Despite protests, commission passes three important items
By Mike Steely
While continued protests at the Knox County Commission meeting last Monday got most of the news coverage, the commission passed three measures that will affect both the city and county.
Public forum at the end of the meeting saw several citizens condemn the commission, the sheriff, the district attorney and the 40 or so deputies that ringed the main assembly room of the City-County Building. No one was arrested during the meeting and those arrested the previous week during the commission’s work session were permitted back in the meeting.
“I would like to publicly thank each one of our Deputies, Detectives and Corrections Officers who helped ensure tonight’s County Commission meeting was a safe and peaceful meeting,” Sheriff Tom Spangler released in an email Monday night following the meeting.
The commissioners voted to approve the nominees to the Sports Authority. Consultant Mark Mamantov told the meeting that the Authority would be reporting all expenditures and actions for approval and would hire a contractor for the project. He confirmed that the eventual cost of the city-county owned complex could increase from $90 million to about $120 million.
He also reminded the commissioners that while the Sports Authority would issue bonds to cover the complex the city and county would be responsible for any shortfalls in payments.
The Sports Authority members, already approved by the city, include Richard Bass, Joan Cronan, Nikita Thompson, Tim Hill, Jeff Hagood, Alvin Nance and Rosalyn Tillman.
AJ Building Agreement
In a split vote the commission gave the Industrial Development Board authority to finalize negotiations with BNA Associates LLC to accept or waive payments in lieu of taxes for the purchase of the historic Andrew Johnson Hotel.
The Gay Street landmark, currently home of the Knox County School Administration Offices, has been before the county for a decision for several years. BNA had changed its original proposal, dropping hotel rooms in favor of apartments, and asking for a tax break. The building will sell for $6 million with a promise of a multi-million dollar restoration for retail and apartments.
County Finance Director Chris Caldwell told the commission the sale should be finalized in September with the board of education scheduled to move out before the next school year.
The 7-2-2 vote saw Commissioners Schoonmaker and Dailey voting “No” and Kyle Ward and Charles Busler passing.
The commission had two upcoming vacancies on the Knox County Sheriff Office’s Merit System Council and four people applied for the positions. Commissioner Kyle Ward wondered if one of the nominees, Patti Bounds, could legally serve on the merit group while serving as an elected board of education member.
While Bounds was nominated by Commissioner Charles Busler she received his vote only.
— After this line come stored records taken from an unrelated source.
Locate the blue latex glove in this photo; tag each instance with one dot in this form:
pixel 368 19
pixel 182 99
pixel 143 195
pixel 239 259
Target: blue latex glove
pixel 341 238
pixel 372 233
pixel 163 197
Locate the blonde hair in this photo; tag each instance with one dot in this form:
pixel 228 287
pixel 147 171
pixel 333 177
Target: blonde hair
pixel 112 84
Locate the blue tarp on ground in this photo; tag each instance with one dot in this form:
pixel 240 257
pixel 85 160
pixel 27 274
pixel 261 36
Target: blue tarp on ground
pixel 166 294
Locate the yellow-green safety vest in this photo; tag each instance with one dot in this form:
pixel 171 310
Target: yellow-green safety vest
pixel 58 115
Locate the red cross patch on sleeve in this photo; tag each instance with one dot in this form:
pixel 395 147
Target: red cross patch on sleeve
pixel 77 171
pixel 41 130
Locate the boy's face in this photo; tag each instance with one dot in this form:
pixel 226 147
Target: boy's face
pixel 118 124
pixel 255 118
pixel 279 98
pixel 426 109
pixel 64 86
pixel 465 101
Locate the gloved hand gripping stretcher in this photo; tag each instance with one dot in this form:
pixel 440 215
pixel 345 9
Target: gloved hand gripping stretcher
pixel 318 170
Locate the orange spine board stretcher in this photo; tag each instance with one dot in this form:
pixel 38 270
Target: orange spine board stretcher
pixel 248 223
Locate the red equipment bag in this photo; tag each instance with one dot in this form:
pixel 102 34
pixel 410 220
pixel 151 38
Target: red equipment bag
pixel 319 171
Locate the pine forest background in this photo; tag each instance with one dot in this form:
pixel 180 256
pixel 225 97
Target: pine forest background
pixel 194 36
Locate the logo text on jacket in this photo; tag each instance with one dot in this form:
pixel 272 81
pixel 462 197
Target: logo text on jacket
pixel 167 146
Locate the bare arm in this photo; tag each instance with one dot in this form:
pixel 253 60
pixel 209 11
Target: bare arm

Commissioner Dasha Lundy nominated incumbent Merit Council Chairperson Gina Oster and Commissioner John Schoonmaker suggested John Marshall. Commission Chairman Larsen Jay nominated Christopher Manning. In the main vote Oster received the six votes needed from Commissioners Courtney Durrett, Randy Smith, Terry Hill, Justin Biggs, Ward and Lundy.
Marshall got four votes from Commissioners Richie Beeler, Carson Dailey, Schoonmaker and Jay.
The alternate slot on the council went to Marshall.
The Merit System Council has been butting heads with the KCSO over which group has powers and duties in hiring employees. Three grievances are before the council, one on the transfer of an employee and two deputies are appealing their firings. The law director has told the council it has no powers to rule on those matters but the council is moving ahead with hearings.